It’s a date every Hoosier should know: Dec. 11, 1816. On that day, Indiana became the 19th state.
We’ve been observing it formally since 1925 when the Indiana General Assembly passed a law requiring the governor to “issue a proclamation annually designating the eleventh day of December as Indiana Day.”
Indiana Code 1-1-10-1 encourages public schools and citizens to celebrate “in appropriate and patriotic observance of the anniversary of the admission of the state of Indiana into the Union.”
Statehood was the culmination of a lengthy process, set out in the Northwest Ordinance of 1787, through which territories proved they had enough population — 60,000 “free white inhabitants” — and enough political experience to govern themselves.
Among the final steps: Petitioning Congress for statehood, passage of an enabling act by Congress, drafting of a state constitution in June 1816 and Aug. 5 elections of state and local officials and U.S. representative.
“A spirited campaign for the governorship was waged between Jonathan Jennings and Thomas Posey,” note the historians John Barnhart and Dorothy Riker in The History of Indiana.
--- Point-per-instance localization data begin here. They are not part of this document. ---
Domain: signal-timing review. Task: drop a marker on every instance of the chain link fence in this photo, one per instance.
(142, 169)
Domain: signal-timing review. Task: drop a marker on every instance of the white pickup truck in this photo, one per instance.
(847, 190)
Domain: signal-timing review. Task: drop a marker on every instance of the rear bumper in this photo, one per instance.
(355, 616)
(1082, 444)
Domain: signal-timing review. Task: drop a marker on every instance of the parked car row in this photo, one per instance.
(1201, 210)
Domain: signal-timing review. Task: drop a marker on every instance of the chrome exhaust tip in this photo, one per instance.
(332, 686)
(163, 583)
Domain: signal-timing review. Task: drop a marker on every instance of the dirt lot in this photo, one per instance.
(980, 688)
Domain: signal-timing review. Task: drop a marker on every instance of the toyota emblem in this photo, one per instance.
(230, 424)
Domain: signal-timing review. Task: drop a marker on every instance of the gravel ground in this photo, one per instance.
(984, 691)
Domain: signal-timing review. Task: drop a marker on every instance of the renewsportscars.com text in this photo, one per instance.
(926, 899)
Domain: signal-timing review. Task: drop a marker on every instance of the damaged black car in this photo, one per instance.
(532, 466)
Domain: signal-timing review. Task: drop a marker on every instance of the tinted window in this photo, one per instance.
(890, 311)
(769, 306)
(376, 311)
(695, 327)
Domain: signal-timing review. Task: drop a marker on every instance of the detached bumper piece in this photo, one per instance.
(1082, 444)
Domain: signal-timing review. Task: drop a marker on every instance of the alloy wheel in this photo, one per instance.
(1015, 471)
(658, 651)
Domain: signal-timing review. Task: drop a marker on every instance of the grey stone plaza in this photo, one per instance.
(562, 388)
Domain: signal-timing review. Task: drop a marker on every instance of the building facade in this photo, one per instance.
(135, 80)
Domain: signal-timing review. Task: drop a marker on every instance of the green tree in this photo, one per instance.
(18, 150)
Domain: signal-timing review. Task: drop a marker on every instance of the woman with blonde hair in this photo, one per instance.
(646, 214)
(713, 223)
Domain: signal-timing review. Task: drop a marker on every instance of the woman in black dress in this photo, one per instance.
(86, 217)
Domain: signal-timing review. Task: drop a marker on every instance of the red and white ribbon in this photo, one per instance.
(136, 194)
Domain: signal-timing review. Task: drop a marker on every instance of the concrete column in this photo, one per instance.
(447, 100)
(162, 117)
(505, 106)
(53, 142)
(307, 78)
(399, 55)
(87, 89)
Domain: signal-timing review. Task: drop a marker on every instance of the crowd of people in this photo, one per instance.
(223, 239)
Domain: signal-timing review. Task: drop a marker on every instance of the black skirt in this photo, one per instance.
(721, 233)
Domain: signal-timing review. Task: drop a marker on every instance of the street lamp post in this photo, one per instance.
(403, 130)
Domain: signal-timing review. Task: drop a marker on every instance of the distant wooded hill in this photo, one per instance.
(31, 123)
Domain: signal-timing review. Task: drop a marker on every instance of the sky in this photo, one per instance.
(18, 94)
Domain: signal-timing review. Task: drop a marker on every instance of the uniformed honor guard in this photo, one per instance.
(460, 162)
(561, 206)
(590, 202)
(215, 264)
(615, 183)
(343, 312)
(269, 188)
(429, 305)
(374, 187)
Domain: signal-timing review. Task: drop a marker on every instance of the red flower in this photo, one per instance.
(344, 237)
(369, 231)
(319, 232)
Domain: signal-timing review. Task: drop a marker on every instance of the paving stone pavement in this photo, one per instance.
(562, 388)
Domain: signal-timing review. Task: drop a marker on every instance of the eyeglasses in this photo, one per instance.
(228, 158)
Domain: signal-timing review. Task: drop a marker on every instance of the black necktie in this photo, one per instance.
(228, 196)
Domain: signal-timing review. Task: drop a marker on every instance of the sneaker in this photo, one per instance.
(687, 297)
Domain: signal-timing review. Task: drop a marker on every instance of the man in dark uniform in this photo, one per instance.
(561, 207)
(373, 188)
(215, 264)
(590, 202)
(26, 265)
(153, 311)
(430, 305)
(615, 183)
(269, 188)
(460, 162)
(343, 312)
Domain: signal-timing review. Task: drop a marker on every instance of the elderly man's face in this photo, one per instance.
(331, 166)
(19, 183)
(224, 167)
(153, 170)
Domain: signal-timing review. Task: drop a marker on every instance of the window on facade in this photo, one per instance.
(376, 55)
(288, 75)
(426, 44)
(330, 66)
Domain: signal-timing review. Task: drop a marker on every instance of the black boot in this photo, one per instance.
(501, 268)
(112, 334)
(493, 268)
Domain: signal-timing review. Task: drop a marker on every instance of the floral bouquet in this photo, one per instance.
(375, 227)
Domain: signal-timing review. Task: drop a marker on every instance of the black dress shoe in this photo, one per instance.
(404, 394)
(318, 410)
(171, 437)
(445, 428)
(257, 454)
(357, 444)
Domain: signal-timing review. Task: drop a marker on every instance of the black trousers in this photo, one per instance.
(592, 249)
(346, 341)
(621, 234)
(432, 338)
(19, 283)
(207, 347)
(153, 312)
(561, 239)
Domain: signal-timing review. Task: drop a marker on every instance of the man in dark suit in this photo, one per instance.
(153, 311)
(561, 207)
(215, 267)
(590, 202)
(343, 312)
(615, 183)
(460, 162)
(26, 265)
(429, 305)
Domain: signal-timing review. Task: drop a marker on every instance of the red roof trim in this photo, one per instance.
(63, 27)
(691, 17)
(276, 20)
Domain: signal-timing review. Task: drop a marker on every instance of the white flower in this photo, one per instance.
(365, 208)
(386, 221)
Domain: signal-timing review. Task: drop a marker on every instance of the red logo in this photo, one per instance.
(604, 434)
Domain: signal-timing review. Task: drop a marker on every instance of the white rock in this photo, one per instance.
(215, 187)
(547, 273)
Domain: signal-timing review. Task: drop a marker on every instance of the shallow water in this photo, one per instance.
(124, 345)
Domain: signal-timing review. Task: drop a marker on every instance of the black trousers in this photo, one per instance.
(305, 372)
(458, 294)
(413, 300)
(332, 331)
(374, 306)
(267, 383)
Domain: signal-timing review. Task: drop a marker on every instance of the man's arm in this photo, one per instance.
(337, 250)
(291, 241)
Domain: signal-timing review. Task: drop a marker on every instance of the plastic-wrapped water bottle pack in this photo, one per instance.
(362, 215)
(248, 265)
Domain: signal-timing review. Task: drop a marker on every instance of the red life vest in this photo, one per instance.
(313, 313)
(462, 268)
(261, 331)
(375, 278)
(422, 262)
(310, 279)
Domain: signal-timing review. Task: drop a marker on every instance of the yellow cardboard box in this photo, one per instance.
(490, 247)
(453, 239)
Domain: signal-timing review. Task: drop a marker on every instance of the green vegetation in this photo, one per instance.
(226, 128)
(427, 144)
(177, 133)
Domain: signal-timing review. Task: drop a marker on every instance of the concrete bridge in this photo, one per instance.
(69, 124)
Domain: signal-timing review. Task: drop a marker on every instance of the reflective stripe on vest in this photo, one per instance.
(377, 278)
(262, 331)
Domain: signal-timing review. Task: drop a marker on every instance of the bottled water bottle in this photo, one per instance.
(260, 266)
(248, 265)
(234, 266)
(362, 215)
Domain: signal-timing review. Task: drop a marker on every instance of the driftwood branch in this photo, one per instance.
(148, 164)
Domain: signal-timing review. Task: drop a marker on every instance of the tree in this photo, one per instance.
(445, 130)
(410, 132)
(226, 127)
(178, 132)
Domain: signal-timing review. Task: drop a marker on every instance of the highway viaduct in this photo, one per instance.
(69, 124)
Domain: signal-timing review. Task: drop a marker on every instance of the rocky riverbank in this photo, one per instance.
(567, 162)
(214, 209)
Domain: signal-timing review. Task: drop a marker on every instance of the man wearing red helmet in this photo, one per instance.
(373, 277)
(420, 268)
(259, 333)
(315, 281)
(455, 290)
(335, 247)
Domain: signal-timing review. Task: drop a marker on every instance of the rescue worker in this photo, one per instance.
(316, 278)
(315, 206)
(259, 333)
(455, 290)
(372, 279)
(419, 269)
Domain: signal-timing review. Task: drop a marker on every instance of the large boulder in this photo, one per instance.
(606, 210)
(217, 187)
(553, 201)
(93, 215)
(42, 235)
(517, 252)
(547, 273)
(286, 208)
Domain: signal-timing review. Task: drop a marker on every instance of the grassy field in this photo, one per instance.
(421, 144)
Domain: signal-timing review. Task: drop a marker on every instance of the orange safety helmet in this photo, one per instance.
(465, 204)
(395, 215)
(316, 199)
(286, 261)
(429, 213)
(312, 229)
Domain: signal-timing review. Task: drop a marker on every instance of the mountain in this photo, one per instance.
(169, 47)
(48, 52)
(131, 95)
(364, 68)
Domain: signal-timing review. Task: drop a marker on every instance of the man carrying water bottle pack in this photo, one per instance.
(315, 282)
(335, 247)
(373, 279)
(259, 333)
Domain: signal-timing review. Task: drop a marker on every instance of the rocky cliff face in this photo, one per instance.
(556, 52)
Jennings won by a vote of 5,211 to 3,934 and took office on Nov. 7. He served two terms, and was later elected to Congress.
Voters elected 29 representative and 10 senators to the first General Assembly. Most of the winners had political experience as delegates to the constitutional convention or as members of the territorial legislature. Their introductory session began Nov. 4 in the new state capitol building in Corydon. The first order of business was to select the men who would serve as secretary of state, auditor and U.S. senators — positions that would not be chosen by popular vote until the 20th century.
On Dec. 11, President James Madison signed into law the congressional resolution admitting Indiana to the union “on an equal footing with the original states, in all respects whatever.” That day has been considered Indiana’s birthday ever since.